Scott Scott - 27 days ago 8
SQL Question

How can I add additional columns to a SELECT query after an aggregation without including them in GROUP BY?

Here is the table I'm querying:

EmployeeId, Salary, Date
8, 500, 2016-11-02
8, 500, 2016-09-21
8, 500, 2016-10-18
9, 500, 2016-10-18
9, 500, 2016-09-21
9, 500, 2016-11-02
10, 1000, 2016-11-02
10, 700, 2016-09-21


I want to select a list of employees and what their salaries were at the latest date available for that particular employee. In the case of the sample data this is the same date (11-02) but that is NOT necessarily the case. My query:

SELECT EmployeeId, Salary, MAX(Date)
FROM table
GROUP BY EmployeeId. Salary
ORDER BY EmployeeId


Which is returning:

8, 500, 2016-11-02
9, 500, 2016-11-02
10, 700, 2016-09-21
10, 1000, 2016-11-02


My expected output is:

8, 500, 2016-11-02
9, 500, 2016-11-02
10, 1000, 2016-11-02


If I aggregate without the salary then I get the expected results, but I need the salary to be visible. Is there a way to include it post-aggregation?

Answer

Before window functions (because not all RDBMS versions support them) you would do this with an inline view.

First consider your needs:

  • You need a data set which consists of the employee's max date and the employee ID.
  • you need the raw data off the table which you couldn't get by grouping...

To achieve the first, we do generate an inline view (aliased "B" below). Then we join back to the base set to retrieve the additional desired information; allowing the inner join to eliminate the undesired records; and negating the need for the group by on the outer query entirely.

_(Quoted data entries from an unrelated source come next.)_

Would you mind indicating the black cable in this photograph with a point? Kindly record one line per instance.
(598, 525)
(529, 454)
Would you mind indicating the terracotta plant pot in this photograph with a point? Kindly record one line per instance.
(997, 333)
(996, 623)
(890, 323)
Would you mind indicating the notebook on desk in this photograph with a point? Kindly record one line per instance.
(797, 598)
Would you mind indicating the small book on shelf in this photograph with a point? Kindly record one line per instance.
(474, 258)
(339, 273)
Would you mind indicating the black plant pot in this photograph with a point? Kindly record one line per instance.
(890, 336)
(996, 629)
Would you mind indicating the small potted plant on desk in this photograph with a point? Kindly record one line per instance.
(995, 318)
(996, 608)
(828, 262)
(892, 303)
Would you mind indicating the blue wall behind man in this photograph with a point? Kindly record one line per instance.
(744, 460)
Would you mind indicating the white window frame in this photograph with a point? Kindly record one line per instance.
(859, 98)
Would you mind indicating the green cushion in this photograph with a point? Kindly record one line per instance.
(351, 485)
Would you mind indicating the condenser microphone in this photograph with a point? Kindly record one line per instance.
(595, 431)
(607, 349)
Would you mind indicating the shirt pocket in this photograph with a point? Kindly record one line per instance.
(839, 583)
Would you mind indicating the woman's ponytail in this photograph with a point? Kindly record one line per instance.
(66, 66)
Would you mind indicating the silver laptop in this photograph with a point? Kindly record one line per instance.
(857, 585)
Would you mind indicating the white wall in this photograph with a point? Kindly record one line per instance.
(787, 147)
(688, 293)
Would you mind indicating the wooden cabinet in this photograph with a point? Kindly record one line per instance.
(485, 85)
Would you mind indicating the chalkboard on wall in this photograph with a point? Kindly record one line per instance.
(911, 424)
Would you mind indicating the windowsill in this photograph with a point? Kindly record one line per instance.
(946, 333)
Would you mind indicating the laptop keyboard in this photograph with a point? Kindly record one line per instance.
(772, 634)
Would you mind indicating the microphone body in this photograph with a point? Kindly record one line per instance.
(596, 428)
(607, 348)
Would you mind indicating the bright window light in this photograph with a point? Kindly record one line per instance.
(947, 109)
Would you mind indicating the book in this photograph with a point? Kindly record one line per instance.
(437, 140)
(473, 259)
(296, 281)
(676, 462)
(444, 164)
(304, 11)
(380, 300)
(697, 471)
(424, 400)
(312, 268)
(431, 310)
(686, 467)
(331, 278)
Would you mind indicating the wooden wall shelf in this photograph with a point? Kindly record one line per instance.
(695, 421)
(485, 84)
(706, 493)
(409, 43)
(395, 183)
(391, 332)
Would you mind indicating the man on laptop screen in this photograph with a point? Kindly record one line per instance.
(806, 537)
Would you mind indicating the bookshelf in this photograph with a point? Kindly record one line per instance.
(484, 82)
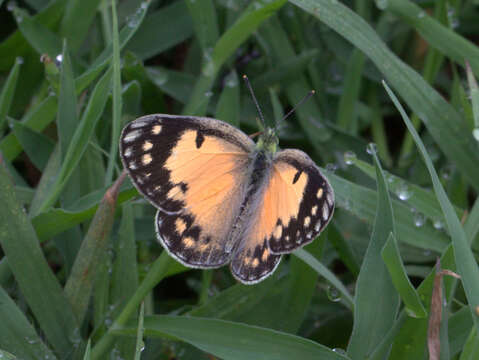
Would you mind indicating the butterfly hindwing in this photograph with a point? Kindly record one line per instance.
(296, 203)
(194, 171)
(301, 202)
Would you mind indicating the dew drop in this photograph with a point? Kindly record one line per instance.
(333, 294)
(349, 157)
(372, 149)
(59, 59)
(419, 219)
(403, 192)
(438, 225)
(340, 351)
(331, 167)
(475, 133)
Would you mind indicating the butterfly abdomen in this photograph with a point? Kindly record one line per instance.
(259, 172)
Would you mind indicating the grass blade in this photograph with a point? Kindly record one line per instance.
(441, 119)
(17, 334)
(374, 281)
(35, 279)
(80, 283)
(221, 337)
(392, 259)
(8, 90)
(327, 274)
(117, 98)
(465, 262)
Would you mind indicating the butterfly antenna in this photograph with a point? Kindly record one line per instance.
(248, 84)
(308, 95)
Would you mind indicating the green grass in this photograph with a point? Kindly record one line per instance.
(81, 273)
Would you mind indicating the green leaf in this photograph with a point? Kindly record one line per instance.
(326, 273)
(35, 279)
(8, 91)
(392, 259)
(465, 262)
(17, 334)
(93, 249)
(117, 98)
(79, 15)
(203, 14)
(441, 119)
(228, 106)
(247, 23)
(374, 281)
(230, 341)
(161, 30)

SELECT A.EmployeeId, A.Salary, A.Date
FROM table A
INNER JOIN (SELECT max(date) mDate, EmployeeID 
            FROM table
            GROUP BY EmployeeID) B
  on A.EmployeeID = B.EmployeeID
 and A.Date = B.MDate
ORDER BY EmployeeId

When working with RDBMS think of data in terms of sets and how those sets could be filtered and joined back together to achieve the desired results. Set based processing on most (not all) RDBMS activities will be the most efficient. With the introduction of Window Functions (Aka Analytical Functions) generations of sets can be done without the subquery; making them powerful features in data analysis; albeit challenging to get your head around initially.

So what does: ROW_NUMBER() OVER (PARTITION BY EmployeeId ORDER BY Date DESC) RN exactly do?

It assigns a row number starting at 1 for EACH new employee encountered (partition) in the order of date descending (so the newest date for each employee will always have a RN of 1!) However, the 1 isn't available to the query in the where clause as the SQL order of operations generates the select values LAST (so the where clause has already executed). This means to make the window function achieve the desired results and limit by RN=1, you have to wrap it in a subquery and then you can access the RN = 1 thereby only returning records for employees with the newest date. Since the RDBMS is able to execute the generation of the table independently of the analytical function it can process them both simultaneously and provide a response very quickly.